Contrast the notion of hyperparameters with the distinction between **parametric** and **non-parametric** models.

A linear regression model is parametric in the sense that we start with a given model *form* and we then search for the optimal parameters to fill in that form. But *those* parameters are not the sort we might tweak for the purposes of improving model performance! On the contrary, there is **one** best set of parameters, and the training of the model is a matter of finding those optimal values.

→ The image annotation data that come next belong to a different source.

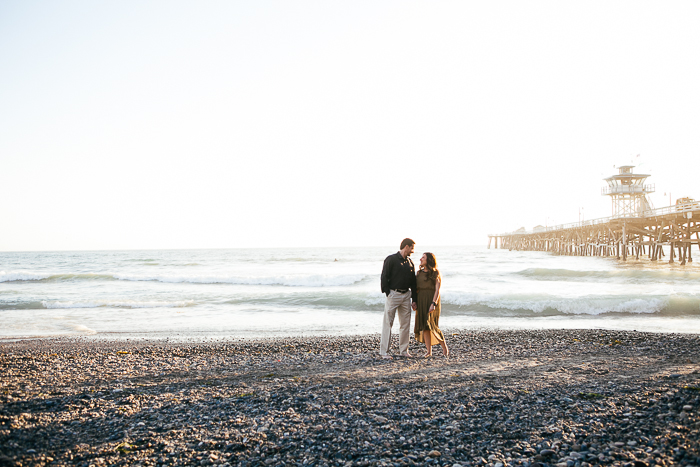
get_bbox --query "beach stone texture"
[0,329,700,467]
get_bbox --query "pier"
[488,165,700,265]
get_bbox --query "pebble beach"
[0,329,700,467]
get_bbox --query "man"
[379,238,418,359]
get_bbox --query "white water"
[0,245,700,338]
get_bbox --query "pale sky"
[0,0,700,251]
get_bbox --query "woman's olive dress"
[413,270,445,344]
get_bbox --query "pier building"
[488,165,700,265]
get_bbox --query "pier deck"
[489,201,700,265]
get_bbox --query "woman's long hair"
[423,252,440,282]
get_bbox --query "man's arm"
[382,256,393,296]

## Scenario: Cat in the Dat(a)

Let's revisit our cat in the data kaggle competition: https://www.kaggle.com/c/cat-in-the-dat-ii

In [1]:
# Imports
import pandas as pd
import numpy as np

import matplotlib.pyplot as plt

from sklearn.pipeline import Pipeline
from sklearn.compose import ColumnTransformer
from sklearn.impute import SimpleImputer
from sklearn.preprocessing import MinMaxScaler, OneHotEncoder, StandardScaler
from sklearn.dummy import DummyClassifier
from sklearn.linear_model import LogisticRegression
from sklearn.tree import DecisionTreeClassifier
from sklearn.neighbors import KNeighborsClassifier
from sklearn.naive_bayes import GaussianNB, MultinomialNB
from sklearn.model_selection import train_test_split, cross_validate
from sklearn.metrics import accuracy_score, f1_score, precision_score, recall_score
from sklearn.metrics import roc_auc_score, plot_roc_curve, plot_precision_recall_curve
from sklearn.metrics import confusion_matrix, plot_confusion_matrix

In [2]:
# Grab, then explore data
df = pd.read_csv("data/cat_in_the_dat2_train.csv", index_col='id')

In [3]:
# Define our X and y

X = df.drop(columns=['target'])
y = df['target']

# and train test split - to create our val holdout set!
X_train, X_val, y_train, y_val = train_test_split(X, y, test_size=0.1,
                                                  random_state=0)

### Preprocessor Pipeline

Let's bring back our preprocessor pipeline we built:

In [4]:
# First defining our overall used columns - those with less than 30 uniques
used_cols = [col for col in X_train.columns if len(X_train[col].unique()) < 30]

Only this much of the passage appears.